Hi, John. It’s Steve here. Yes, I agree with you that the barrier for potential generic coming in with an auto injector is greater from the FDA perspective, there is no question you would have to go through a reasonably comprehensive bio-equivalent study, but in addition to the FDA for the regulatory approach, we had the IP that based on what we mentioned today, we think the IP, we’re in a good position, we’re going out to 2033 now, which is a very significant positive. But in addition to the IP and the potential bio-equivalents that studies you have to go through with the FDA, there's also the supply factor. There is only two or three companies that really make these auto-injectors at any type of scale and I will tell you that we've gone through several years of development and very significant CapEx to get to this point. The group we’re with, which we've publicly disclosed is Ypsomed. There is no way a generic can come in and use that device from Ypsomed and even if you went with one of the other competitors, again, what you would have to go to from a time standpoint and CapEx is just very, very significant and we think that’s even an added barrier.
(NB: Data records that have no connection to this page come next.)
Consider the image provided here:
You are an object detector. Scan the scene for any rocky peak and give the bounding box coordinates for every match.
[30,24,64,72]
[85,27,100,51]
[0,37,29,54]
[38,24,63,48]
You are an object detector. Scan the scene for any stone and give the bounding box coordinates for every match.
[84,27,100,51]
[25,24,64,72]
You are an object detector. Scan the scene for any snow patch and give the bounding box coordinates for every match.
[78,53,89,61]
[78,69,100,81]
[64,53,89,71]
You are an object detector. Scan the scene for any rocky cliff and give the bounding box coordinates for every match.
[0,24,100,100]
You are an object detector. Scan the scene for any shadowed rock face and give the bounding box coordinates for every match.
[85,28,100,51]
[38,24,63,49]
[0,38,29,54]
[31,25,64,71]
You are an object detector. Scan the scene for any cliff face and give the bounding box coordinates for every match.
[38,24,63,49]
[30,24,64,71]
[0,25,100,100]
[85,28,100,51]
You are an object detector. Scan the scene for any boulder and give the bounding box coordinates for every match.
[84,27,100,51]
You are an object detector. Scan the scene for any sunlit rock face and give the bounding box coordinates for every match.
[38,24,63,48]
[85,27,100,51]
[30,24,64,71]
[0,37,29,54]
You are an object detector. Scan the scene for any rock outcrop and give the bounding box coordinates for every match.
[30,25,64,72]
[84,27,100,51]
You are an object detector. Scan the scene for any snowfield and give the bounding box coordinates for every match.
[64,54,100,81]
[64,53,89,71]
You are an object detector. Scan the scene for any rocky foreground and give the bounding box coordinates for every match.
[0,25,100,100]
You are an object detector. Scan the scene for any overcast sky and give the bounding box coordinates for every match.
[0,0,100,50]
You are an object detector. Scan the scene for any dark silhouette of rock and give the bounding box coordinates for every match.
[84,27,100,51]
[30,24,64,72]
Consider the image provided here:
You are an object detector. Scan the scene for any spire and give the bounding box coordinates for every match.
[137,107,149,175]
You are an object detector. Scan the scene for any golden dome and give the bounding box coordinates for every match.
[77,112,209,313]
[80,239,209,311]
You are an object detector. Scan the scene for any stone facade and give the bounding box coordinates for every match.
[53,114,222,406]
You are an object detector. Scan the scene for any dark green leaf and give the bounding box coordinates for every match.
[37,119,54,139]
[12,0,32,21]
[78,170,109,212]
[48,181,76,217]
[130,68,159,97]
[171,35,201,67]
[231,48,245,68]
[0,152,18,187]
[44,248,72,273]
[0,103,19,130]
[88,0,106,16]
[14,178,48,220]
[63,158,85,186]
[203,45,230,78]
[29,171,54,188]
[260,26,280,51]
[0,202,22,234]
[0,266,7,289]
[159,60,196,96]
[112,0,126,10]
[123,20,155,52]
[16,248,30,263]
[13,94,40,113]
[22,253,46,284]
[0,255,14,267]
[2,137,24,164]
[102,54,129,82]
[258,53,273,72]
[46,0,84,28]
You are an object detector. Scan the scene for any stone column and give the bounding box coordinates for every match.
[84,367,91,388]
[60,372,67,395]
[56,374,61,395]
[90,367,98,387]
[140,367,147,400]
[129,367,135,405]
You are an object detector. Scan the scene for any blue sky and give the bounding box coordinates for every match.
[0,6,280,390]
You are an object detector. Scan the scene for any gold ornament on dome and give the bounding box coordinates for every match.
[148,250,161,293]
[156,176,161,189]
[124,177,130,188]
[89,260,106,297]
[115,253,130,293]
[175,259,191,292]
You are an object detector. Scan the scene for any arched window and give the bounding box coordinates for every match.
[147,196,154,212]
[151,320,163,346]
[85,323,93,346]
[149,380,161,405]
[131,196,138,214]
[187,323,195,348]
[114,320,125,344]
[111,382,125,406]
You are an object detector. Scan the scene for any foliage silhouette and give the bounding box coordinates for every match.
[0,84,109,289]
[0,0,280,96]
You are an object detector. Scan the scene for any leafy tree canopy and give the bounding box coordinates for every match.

It’s not like a pill, where it’s just a lot more readily available to produce the product from a generic standpoint.
Thanks. Great, thank you.
It appears that there are no further questions at this time. I’d like to turn the conference back over to you, Dr. Spana, for any additional or closing remarks.
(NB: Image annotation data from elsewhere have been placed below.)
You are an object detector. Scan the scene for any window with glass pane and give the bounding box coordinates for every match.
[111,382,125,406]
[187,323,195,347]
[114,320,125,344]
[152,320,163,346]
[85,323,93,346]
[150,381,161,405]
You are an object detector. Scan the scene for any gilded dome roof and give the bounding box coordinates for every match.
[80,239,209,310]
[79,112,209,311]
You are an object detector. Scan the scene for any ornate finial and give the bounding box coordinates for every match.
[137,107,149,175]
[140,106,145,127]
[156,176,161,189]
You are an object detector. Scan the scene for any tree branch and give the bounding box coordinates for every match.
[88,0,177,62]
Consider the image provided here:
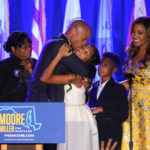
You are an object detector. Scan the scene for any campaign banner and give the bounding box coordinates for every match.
[0,102,65,143]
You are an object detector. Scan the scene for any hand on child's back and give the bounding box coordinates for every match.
[59,43,72,57]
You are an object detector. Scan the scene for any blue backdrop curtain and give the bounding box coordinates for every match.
[3,0,150,80]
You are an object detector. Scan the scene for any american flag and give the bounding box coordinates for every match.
[32,0,46,59]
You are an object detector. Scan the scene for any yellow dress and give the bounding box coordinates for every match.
[121,63,150,150]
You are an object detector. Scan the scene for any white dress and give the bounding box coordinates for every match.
[57,84,99,150]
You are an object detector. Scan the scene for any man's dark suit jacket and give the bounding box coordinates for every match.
[26,34,96,102]
[89,77,128,147]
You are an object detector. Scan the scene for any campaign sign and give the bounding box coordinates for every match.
[0,102,65,143]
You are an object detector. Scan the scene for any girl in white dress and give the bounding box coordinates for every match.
[41,44,100,150]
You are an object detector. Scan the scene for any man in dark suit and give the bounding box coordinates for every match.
[89,52,128,150]
[26,20,96,150]
[26,20,96,102]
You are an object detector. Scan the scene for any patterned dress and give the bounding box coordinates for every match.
[122,63,150,150]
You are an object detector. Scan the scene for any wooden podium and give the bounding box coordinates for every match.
[0,144,43,150]
[0,102,65,150]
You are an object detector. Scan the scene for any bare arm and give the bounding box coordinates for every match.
[40,44,79,84]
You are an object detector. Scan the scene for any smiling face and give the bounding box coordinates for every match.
[75,45,94,62]
[11,41,32,60]
[69,25,91,49]
[131,24,148,49]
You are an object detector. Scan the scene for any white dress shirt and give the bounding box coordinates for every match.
[97,80,109,100]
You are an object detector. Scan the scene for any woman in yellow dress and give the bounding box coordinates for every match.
[121,17,150,150]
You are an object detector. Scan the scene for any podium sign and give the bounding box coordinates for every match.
[0,102,65,143]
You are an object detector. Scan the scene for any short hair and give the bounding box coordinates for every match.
[3,31,32,52]
[103,52,120,67]
[87,43,100,66]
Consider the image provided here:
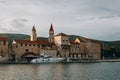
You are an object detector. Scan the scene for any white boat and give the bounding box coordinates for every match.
[31,55,65,63]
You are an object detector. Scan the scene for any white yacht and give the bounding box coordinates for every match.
[31,54,65,63]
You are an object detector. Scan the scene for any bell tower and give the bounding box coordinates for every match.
[30,26,37,41]
[49,24,54,43]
Thank you for the great questions. We appreciate everyone’s time and interest in the company and for participating in our calendar 2016 third quarter financial update. Look, obviously, next couple of quarters are big ones for us and we're quite excited here. The trial is moving -- Phase 3 is moving quite nicely as we’ve stated and we’ve got a lot of enthusiasm and excitement in the company. And it’s a good time to be here. So we look forward to continue to update you. Have a great day and thank you for participating on the call.
This concludes today's call. Thank you for your participation. You may now disconnect your lines and have a wonderful day.